I learned that about her and the fact that she had loved zydeco music and had gone to the jukejoint to hear Sam "Hogman" Patin play his harmonica and bottleneck blues twelve-string guitar.

My desk was covered with scribbled notes from my note pad, morgue and crime-scene photos, interview cassettes, and Xeroxes from the LeBlanc family's welfare case history when the sheriff walked into my office. The sky outside was lavender and pink now, and the fronds on the palm trees out by the sidewalk were limp in the heat and silhouetted darkly against the late sun.

"The sheriff over in St. Mary Parish just called," he said.

"Yes?"

"He said thanks a lot. They really appreciate the extra work." He sat on the corner of my desk.

"Tell him to find another line of work."

"He said you're welcome to come over on your days off and run the investigation."

"What's he doing with it?"

"Their coroner's got the bones now. But I'll tell you the truth, Dave, I don't think it's going anywhere."

I leaned back in my swivel chair and drummed my fingers on my desk.

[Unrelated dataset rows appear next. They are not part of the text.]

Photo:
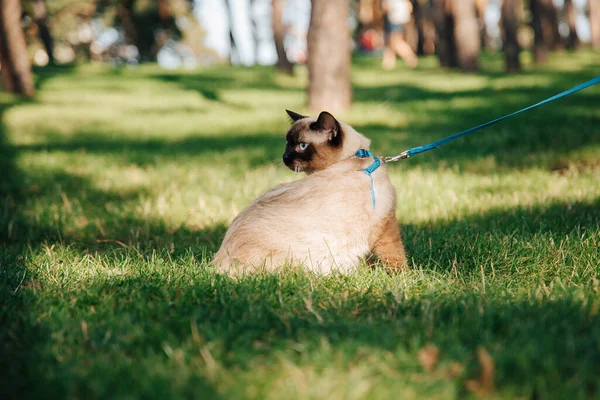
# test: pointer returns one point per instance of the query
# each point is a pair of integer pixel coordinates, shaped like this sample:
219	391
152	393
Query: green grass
116	186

My eyes burned and my back hurt.

"It seems to me you've been vindicated," the sheriff said. "Let it go for now."

"We'll see."

"Look, I know you've got a big workload piled on you right now, but I've got a problem I need you to look into when you have a chance. Like maybe first thing tomorrow morning."

I looked back at him without speaking.

"Baby Feet Balboni," he said.

"What about him?"

"He's in New Iberia. At the Holiday Inn, with about six of his fellow greaseballs and their whores. The manager called me from a phone booth down the street he was so afraid one of them would hear him."

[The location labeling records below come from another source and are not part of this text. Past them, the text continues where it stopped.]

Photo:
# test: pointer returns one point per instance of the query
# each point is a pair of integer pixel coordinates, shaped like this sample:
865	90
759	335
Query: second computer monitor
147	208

"I don't know what I can do about it," I said.

"We need to know what he's doing in town."

"He grew up here."

"Look, Dave, they can't even handle this guy in New Orleans. He cannibalized half the Giacano and Cardo families to get where he is. He's not coming back here. That's not going to happen."

I rubbed my face. My whiskers felt stiff against my palm.

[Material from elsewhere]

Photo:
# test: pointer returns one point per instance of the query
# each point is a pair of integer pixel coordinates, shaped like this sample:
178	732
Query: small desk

"You want me to send somebody else?" the sheriff asked.

"No, that's all right."

"Y'all were friends in high school for a while, weren't you?"

"We played ball together, that's all."

I gazed out the window at the lengthening shadows. He studied my face.

"What's the matter, Dave?"

"It's nothing."

"You bothered because we want to bounce a baseball buddy out of town?"

"No, not really."

"Did you ever hear that story about what he did to Didi Giacano's cousin? Supposedly he hung him from his colon by a meat hook."

"I've heard that same story about a half-dozen wiseguys in Orleans and Jefferson parishes. It's an old N.O.P.D. heirloom."

"Probably just bad press, huh?"

"I always tried to think of Julie as nine-tenths thespian," I said.

"Yeah, and gorilla shit tastes like chocolate ice cream. Dave, you're a laugh a minute."